Wir fangen immer an mit jedem Kunden, indem wir einen Online-Marketing Workshop machen. Den habe immer ich gemacht. Das war natürlich auch eine Grenze, wo ich sage, das geht nicht! Wir haben über 100 Kunden und ich kann ja jetzt nicht immer die Online-Marketing Workshops machen. Das funktioniert nicht, da komme ich auch an meine Grenzen.

Als ich gesagt habe, ich mach es nicht mehr, das war aber wirklich bei mir auch so ein Glaubenssatz, wo ich dachte, die Firma heißt so, ich muss es machen. Stimmt aber gar nicht.

BF:
Wer macht es jetzt?

LB:
Mein Team.

BF:
Super.

LB:
Beim ersten Mal, weiß ich noch, die ersten paar Mal habe ich gefragt, und, haben die denn gefragt, wo ich bin oder was habt ihr denn gesagt, dass ich nicht da bin? Sagen die, nö, die haben gar nicht gefragt. Ach, sage ich, alles klar.

Ja, aber das sind dann wirklich Glaubenssätze, das stimmt alles nicht. Man muss sich davon freimachen. Und die machen es ja nicht schlechter. Vielleicht machen sie es sogar viel besser. Sie machen es nur anders.

BF:
Ja, das ist vielleicht ein ganz gutes Beispiel, wo jetzt jeder nochmal kurz in sich gehen kann, aus welchem Feld, wo ich glaube, ich bin maximal wichtig, kann ich mich eigentlich mal zurückziehen? Oder vielleicht hilft auch die Frage, aus welchem Feld können wir uns auf gar keinen Fall zurückziehen und dann behaupten wir doch das Gegenteil.

LB:
Und glaube mir, es funktioniert. Ich habe jetzt wieder im Workshop von mir einen Unternehmer gehabt, ein ganz kleines Unternehmen, zu zweit und der sagt, nee, mit den Kunden, das kann ich keinem anderen abgeben. Da sage ich, du kommst so nicht vorwärts. Da musst du dir klar sein. Wenn du immer alles machst, kommst du nicht vorwärts.

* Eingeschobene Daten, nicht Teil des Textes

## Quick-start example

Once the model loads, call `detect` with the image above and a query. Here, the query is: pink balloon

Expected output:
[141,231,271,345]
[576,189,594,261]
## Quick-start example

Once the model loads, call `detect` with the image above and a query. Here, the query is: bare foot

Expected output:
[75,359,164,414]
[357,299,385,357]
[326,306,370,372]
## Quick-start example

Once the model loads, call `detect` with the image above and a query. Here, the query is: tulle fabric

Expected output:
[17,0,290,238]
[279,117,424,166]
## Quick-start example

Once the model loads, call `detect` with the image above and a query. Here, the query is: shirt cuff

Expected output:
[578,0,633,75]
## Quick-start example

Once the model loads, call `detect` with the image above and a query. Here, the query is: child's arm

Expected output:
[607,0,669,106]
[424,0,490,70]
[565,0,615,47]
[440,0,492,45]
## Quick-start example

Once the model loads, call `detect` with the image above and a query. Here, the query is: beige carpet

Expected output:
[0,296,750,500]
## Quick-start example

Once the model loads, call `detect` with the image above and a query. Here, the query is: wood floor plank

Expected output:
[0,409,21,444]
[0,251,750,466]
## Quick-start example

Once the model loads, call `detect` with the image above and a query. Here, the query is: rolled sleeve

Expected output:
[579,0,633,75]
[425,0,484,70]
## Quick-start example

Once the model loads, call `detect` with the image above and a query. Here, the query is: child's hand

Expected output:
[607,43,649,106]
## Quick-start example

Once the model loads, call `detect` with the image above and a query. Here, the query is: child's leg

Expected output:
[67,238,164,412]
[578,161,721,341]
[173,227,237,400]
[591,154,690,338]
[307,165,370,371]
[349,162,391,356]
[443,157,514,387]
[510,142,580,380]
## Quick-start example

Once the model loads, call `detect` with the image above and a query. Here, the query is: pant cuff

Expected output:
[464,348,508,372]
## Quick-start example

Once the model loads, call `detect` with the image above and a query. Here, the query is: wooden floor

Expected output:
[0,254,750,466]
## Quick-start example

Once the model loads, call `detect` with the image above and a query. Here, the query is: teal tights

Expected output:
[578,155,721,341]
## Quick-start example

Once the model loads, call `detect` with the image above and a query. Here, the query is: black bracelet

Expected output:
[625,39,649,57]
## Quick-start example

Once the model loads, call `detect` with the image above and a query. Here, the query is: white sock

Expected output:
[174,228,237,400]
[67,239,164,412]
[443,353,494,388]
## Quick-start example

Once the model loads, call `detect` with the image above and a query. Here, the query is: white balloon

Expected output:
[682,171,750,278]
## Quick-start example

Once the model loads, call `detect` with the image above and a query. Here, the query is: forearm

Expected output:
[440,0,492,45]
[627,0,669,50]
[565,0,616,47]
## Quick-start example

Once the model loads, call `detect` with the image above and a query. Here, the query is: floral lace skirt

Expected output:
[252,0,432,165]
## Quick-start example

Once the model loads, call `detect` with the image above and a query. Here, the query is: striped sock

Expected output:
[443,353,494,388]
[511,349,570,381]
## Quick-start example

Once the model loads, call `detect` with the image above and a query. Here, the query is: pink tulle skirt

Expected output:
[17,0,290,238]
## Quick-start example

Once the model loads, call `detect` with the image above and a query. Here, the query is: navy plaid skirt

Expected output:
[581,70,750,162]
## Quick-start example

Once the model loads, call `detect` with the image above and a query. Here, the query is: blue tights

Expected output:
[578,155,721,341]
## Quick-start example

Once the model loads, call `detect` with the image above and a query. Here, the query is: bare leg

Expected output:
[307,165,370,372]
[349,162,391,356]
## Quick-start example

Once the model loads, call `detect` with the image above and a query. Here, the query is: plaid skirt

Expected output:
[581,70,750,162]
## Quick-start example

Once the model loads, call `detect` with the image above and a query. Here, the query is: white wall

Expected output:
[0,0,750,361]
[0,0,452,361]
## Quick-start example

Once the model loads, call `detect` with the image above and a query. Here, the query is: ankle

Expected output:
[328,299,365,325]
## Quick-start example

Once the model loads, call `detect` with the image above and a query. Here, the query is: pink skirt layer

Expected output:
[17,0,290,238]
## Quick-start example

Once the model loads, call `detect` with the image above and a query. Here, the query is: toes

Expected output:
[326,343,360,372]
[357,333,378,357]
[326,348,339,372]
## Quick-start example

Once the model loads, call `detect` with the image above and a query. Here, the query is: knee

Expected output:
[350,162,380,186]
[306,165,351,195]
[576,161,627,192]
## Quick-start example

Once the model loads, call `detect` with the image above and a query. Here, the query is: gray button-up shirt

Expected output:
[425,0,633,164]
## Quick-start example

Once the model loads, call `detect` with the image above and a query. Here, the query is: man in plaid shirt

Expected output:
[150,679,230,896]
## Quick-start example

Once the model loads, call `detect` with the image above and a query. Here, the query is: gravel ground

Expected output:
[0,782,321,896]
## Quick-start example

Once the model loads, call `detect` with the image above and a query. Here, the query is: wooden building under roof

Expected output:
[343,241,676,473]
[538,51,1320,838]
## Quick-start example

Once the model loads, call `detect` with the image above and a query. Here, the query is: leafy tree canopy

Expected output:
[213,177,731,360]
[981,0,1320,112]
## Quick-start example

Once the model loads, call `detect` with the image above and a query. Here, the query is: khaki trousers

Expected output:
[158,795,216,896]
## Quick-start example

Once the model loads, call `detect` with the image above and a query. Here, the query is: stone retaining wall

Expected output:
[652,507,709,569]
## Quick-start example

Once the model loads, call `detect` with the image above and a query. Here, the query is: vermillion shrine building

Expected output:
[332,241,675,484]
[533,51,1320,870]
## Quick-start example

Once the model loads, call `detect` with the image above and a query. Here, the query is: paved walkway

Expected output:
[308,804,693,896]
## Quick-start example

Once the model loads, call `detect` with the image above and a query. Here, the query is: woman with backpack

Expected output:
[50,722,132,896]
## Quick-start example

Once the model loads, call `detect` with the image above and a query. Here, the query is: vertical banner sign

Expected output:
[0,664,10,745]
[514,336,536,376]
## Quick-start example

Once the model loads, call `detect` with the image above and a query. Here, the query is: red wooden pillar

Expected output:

Ich frage immer ab, wie groß das Hamsterradgefühl von 1 bis 10 ist, vor dem Workshop. Muss jeder ankreuzen und der war bei 10. Und ich sage mal, spätestens da muss man ja erkennen, dass man abgeben muss. Das geht ja so nicht weiter. Aber auch wieder die eigenen Glaubenssätze, die einen davon abhalten. Wie gesagt, einfach mal probieren und es funktioniert und meistens sogar besser als man glaubt. Aber mal eine Frage an dich, Barbara, delegierst du denn auch?

BF:
Ja, nee, also, das geht bei mir nicht.

LB:
Warum nicht?

BF:
Weil ich mich auch so für maximal wichtig halte.

LB:
Wir hatten die Folge zur virtuellen Assistenz. So etwas könntest du auch nutzen und dann Rechnungsstellungen delegieren.

BF:
Ich habe aber nicht so einen Leidensdruck, nicht so ein Hamsterradgefühl. Bei dem Gefühl, wie stark ist dein Hamsterradgefühl, würde ich sagen null.

LB:
Gibt es nicht, fängt bei eins an.

BF:
Dann würde ich sagen: eins.

LB:
Okay, echt?

BF:
Gut, ich bin jetzt auch ein bisschen provokativ, ja, also ja.

LB:
Dann ist ja alles gut, dann kommst du auf jeden Fall nicht in meinen Workshop.

BF:
Ich habe doch hier immer Workshop, wenn ich mit dir Podcasts mache. Dann arbeite ich zu Hause heimlich alles bei und komme ganz aufgeräumt wieder her. Ich meine, klar, ich baue natürlich auch nicht ein Unternehmen auf, weil mit der Idee, ein Unternehmen groß zu machen, bin ich nicht angetreten. Sondern ich verstehe mich tatsächlich auch als Fachkraft und meine Fachkraft wird gefragt und dann komme ich.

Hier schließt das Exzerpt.